I'm trying to get some values from a site but these values only appears when I use a Browser, like Mozilla. When I use the Jsoup I can get the HTML from the site but without values, only with the tags.
我试图从网站获取一些值,但这些值仅在我使用浏览器时出现,如Mozilla。当我使用Jsoup时,我可以从网站获取HTML但没有值,只有标签。
This is the site I'm trying to parse:
这是我要解析的网站:
I'm trying to get the values that appears inside these span tags:
我正在尝试获取这些span标记内显示的值:
If I access the previous URL from a web browser I can see the following values: '', 'R$ 2634,22' and 'R$ 2634,22', but when I use the following code the values disapears.
如果我从Web浏览器访问以前的URL,我可以看到以下值:'','R $ 2634,22'和'R $ 2634,22',但是当我使用下面的代码时,值会消失。
URL url = new URL("http://www.submarinoviagens.com.br/Passagens/selecionarvoo?Origem=nat&Destino=mia&Data=05/11/2012&Hora=&Origem=mia&Destino=nat"+
"&Data=09/11/2012&Hora=&NumADT=1&NumCHD=0&NumINF=0&SomenteDireto=0&Cia=&SelCabin=&utm_source=&utm_medium=&utm_campaign=&CPId=");
Document doc = Jsoup.parse(url, 100000);
String title = doc.title();
System.out.println(doc.toString());
If I try to see the source code via Mozilla Firefox the values disapears too. But If I use the firebug plugin I can see them.
如果我尝试通过Mozilla Firefox查看源代码,那么值也会消失。但如果我使用firebug插件,我可以看到它们。
Thank's for the help!
谢谢您的帮助!
2 个解决方案
#1
0
The website uses JavaScript to populate all of the values you are trying to parse. You will have to use a library that can compute the javascript within the page. Not sure if there is one though.
该网站使用JavaScript来填充您要解析的所有值。您将不得不使用可以在页面内计算javascript的库。不确定是否有一个。
anyone else?
#2
0
Htmlunit is a headless browser that renders Javascript and should be able to present this page correctly.
Htmlunit是一个无头浏览器,可以呈现Javascript并且应该能够正确显示此页面。
#1
0
The website uses JavaScript to populate all of the values you are trying to parse.
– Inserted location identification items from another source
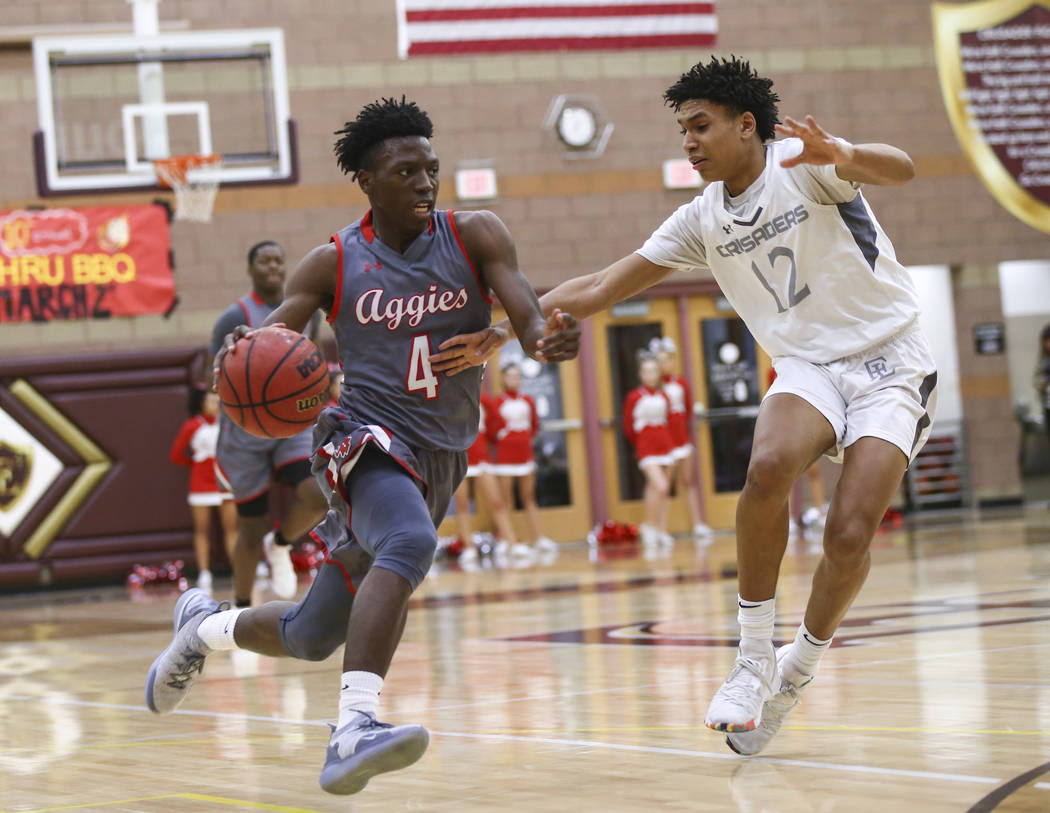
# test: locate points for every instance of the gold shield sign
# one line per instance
(16, 464)
(993, 59)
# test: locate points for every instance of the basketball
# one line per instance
(274, 383)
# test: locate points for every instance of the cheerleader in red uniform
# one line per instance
(513, 454)
(680, 399)
(480, 471)
(646, 411)
(194, 446)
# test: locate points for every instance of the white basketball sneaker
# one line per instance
(737, 705)
(282, 576)
(774, 712)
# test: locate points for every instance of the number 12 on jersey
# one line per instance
(420, 376)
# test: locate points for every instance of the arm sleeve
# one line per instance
(181, 447)
(494, 420)
(231, 317)
(677, 242)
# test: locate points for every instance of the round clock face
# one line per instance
(576, 126)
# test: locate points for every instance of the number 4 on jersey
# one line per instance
(420, 376)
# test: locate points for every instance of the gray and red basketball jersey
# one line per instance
(391, 312)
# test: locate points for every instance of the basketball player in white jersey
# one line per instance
(794, 246)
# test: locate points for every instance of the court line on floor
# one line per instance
(573, 743)
(933, 655)
(189, 796)
(733, 757)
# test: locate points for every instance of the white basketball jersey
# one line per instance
(800, 257)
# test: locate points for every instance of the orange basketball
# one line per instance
(274, 383)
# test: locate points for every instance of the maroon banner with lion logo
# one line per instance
(993, 59)
(84, 264)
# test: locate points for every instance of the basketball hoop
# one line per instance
(194, 180)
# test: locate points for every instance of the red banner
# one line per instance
(84, 264)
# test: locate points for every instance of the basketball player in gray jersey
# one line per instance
(798, 252)
(395, 285)
(247, 463)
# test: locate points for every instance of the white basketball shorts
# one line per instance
(887, 392)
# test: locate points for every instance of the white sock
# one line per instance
(803, 658)
(755, 619)
(216, 630)
(359, 692)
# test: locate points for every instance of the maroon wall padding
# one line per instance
(130, 404)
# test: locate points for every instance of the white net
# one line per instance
(194, 180)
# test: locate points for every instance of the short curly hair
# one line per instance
(735, 85)
(377, 122)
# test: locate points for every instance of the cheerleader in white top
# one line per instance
(519, 423)
(795, 248)
(679, 422)
(646, 411)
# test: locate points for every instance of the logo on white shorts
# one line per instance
(878, 369)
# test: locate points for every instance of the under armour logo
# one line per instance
(878, 369)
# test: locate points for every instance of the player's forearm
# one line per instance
(529, 332)
(582, 296)
(879, 164)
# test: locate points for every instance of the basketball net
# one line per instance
(194, 180)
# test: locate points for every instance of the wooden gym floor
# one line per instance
(574, 686)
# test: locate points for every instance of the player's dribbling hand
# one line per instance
(468, 350)
(229, 346)
(561, 338)
(819, 147)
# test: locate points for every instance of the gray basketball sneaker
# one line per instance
(174, 670)
(774, 712)
(364, 747)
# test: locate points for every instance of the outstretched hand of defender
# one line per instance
(819, 147)
(468, 350)
(561, 338)
(230, 346)
(560, 342)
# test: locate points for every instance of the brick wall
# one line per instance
(991, 435)
(866, 70)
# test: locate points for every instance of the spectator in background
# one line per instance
(679, 421)
(646, 411)
(486, 487)
(194, 446)
(519, 422)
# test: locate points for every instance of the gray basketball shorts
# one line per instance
(246, 463)
(339, 441)
(886, 392)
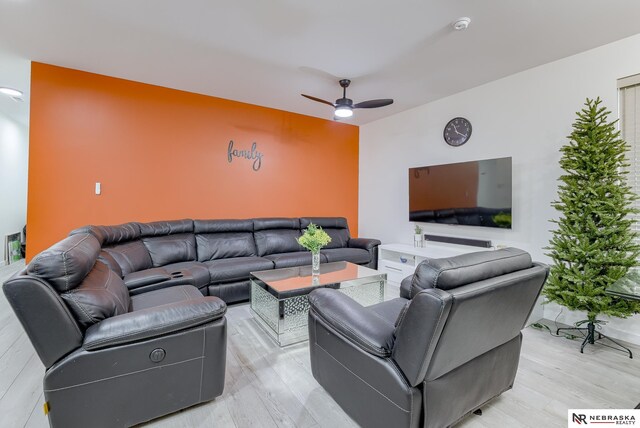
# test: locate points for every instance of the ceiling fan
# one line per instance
(344, 106)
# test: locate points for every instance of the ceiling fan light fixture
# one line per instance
(344, 111)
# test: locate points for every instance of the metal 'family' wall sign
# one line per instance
(252, 154)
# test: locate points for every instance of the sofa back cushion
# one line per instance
(131, 256)
(276, 235)
(169, 249)
(160, 228)
(336, 227)
(111, 235)
(100, 295)
(453, 272)
(66, 263)
(221, 239)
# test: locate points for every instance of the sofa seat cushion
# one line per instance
(236, 269)
(146, 277)
(298, 258)
(353, 255)
(194, 273)
(164, 296)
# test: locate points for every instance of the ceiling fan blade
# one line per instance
(374, 103)
(318, 100)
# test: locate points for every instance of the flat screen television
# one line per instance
(476, 193)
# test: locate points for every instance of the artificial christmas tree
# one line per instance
(594, 244)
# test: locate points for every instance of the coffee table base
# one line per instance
(286, 320)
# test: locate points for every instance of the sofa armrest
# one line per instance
(360, 325)
(364, 243)
(152, 322)
(405, 287)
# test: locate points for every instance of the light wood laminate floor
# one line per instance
(267, 386)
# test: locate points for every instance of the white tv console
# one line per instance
(400, 260)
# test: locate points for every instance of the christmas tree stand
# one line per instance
(590, 338)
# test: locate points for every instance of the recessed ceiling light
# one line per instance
(11, 92)
(461, 23)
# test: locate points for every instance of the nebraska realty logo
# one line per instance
(603, 417)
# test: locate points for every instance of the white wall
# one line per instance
(526, 116)
(14, 153)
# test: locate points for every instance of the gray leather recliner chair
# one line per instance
(112, 359)
(435, 357)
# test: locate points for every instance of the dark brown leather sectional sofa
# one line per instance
(129, 320)
(216, 256)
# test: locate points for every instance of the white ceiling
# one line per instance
(268, 52)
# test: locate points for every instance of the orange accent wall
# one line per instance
(161, 154)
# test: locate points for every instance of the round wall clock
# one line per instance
(457, 131)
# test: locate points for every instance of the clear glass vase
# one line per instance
(315, 262)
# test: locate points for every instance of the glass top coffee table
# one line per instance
(279, 296)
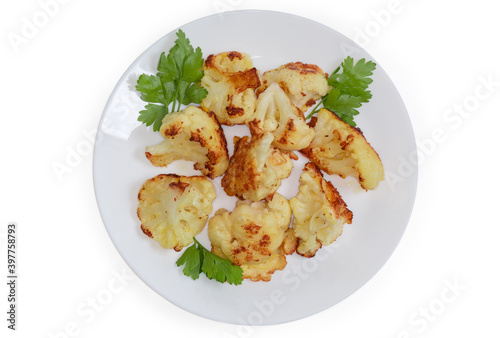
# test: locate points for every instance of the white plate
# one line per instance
(305, 286)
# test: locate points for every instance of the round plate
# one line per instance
(305, 286)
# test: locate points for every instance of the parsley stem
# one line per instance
(315, 109)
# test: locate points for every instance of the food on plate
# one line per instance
(173, 209)
(251, 241)
(338, 148)
(230, 80)
(349, 89)
(176, 82)
(256, 168)
(319, 212)
(303, 83)
(192, 135)
(275, 113)
(252, 236)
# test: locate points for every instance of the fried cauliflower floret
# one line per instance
(252, 236)
(192, 135)
(256, 168)
(275, 113)
(230, 80)
(338, 148)
(173, 209)
(303, 83)
(319, 212)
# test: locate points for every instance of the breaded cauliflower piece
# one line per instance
(173, 209)
(319, 212)
(303, 83)
(230, 80)
(275, 113)
(192, 135)
(252, 236)
(338, 148)
(256, 168)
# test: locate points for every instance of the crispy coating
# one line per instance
(173, 209)
(319, 212)
(338, 148)
(230, 80)
(252, 236)
(192, 135)
(275, 113)
(256, 168)
(303, 83)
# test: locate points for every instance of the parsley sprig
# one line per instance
(196, 259)
(350, 89)
(176, 82)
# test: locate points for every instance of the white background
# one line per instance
(55, 84)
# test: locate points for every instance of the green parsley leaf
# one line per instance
(350, 89)
(192, 259)
(197, 259)
(152, 115)
(176, 83)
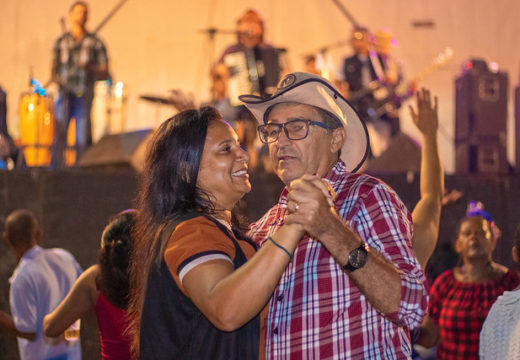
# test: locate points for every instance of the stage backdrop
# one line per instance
(158, 45)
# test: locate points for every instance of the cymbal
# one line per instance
(157, 99)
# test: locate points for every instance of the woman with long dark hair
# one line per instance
(104, 288)
(197, 283)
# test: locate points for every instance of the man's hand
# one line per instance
(310, 204)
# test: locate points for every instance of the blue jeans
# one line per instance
(68, 107)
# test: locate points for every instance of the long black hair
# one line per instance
(168, 188)
(114, 258)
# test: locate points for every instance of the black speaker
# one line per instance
(402, 155)
(118, 150)
(481, 121)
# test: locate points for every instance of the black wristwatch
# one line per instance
(357, 258)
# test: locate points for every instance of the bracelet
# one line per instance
(281, 247)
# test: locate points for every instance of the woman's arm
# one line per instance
(228, 297)
(78, 302)
(426, 214)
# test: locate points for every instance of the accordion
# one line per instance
(253, 71)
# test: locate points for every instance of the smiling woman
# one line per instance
(196, 279)
(461, 298)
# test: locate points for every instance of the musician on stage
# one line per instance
(369, 78)
(250, 60)
(79, 59)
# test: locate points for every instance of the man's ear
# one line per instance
(338, 139)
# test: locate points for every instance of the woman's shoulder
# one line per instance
(445, 279)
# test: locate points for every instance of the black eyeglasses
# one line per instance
(296, 129)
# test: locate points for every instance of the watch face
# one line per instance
(358, 257)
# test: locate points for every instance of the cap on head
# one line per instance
(311, 89)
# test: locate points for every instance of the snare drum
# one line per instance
(36, 128)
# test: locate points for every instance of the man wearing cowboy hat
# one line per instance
(354, 286)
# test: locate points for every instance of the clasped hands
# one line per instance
(310, 204)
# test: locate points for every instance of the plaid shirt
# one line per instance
(460, 309)
(70, 61)
(316, 312)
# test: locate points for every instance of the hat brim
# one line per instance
(316, 92)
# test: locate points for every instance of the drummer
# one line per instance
(79, 59)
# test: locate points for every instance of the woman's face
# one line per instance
(475, 239)
(223, 167)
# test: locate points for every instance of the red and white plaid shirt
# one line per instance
(316, 312)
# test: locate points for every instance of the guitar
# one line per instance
(386, 98)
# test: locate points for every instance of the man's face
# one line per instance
(79, 15)
(360, 42)
(292, 159)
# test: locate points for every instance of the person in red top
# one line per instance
(104, 288)
(355, 286)
(461, 298)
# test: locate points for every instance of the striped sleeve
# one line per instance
(194, 242)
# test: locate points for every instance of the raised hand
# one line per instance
(426, 118)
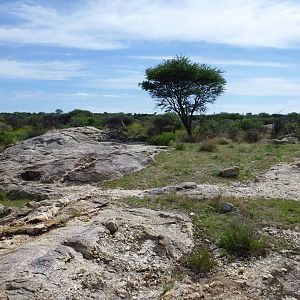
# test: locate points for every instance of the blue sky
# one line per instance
(91, 54)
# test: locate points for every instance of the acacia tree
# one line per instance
(184, 87)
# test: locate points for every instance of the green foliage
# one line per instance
(200, 261)
(208, 145)
(200, 166)
(5, 138)
(163, 139)
(180, 146)
(183, 87)
(118, 121)
(136, 131)
(241, 239)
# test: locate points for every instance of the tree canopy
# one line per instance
(184, 87)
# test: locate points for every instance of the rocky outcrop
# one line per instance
(131, 258)
(69, 156)
(281, 181)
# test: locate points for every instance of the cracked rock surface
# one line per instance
(80, 155)
(84, 260)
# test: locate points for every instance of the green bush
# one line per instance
(251, 136)
(163, 139)
(180, 146)
(208, 145)
(136, 131)
(200, 261)
(241, 239)
(5, 138)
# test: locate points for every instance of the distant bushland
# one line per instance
(154, 128)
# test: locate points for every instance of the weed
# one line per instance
(74, 213)
(241, 239)
(208, 145)
(200, 261)
(180, 146)
(163, 139)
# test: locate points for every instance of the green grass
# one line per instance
(175, 167)
(11, 203)
(210, 223)
(200, 261)
(242, 239)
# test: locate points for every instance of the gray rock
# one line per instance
(84, 261)
(112, 226)
(68, 156)
(230, 172)
(227, 207)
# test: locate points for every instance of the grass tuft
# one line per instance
(200, 261)
(242, 239)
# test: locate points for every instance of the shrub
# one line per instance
(233, 133)
(5, 138)
(136, 131)
(180, 146)
(208, 145)
(163, 139)
(241, 239)
(251, 136)
(200, 261)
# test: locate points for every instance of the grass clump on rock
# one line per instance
(208, 145)
(241, 239)
(200, 261)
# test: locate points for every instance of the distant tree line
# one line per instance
(152, 128)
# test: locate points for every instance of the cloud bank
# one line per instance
(101, 24)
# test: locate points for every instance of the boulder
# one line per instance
(83, 260)
(68, 156)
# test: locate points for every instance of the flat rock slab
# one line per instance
(84, 260)
(70, 156)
You will have to use a library that can compute the javascript within the page. Not sure if there is one though.
该网站使用JavaScript来填充您要解析的所有值。您将不得不使用可以在页面内计算javascript的库。不确定是否有一个。
anyone else?
#2
0
Htmlunit is a headless browser that renders Javascript and should be able to present this page correctly.
Htmlunit是一个无头浏览器,可以呈现Javascript并且应该能够正确显示此页面。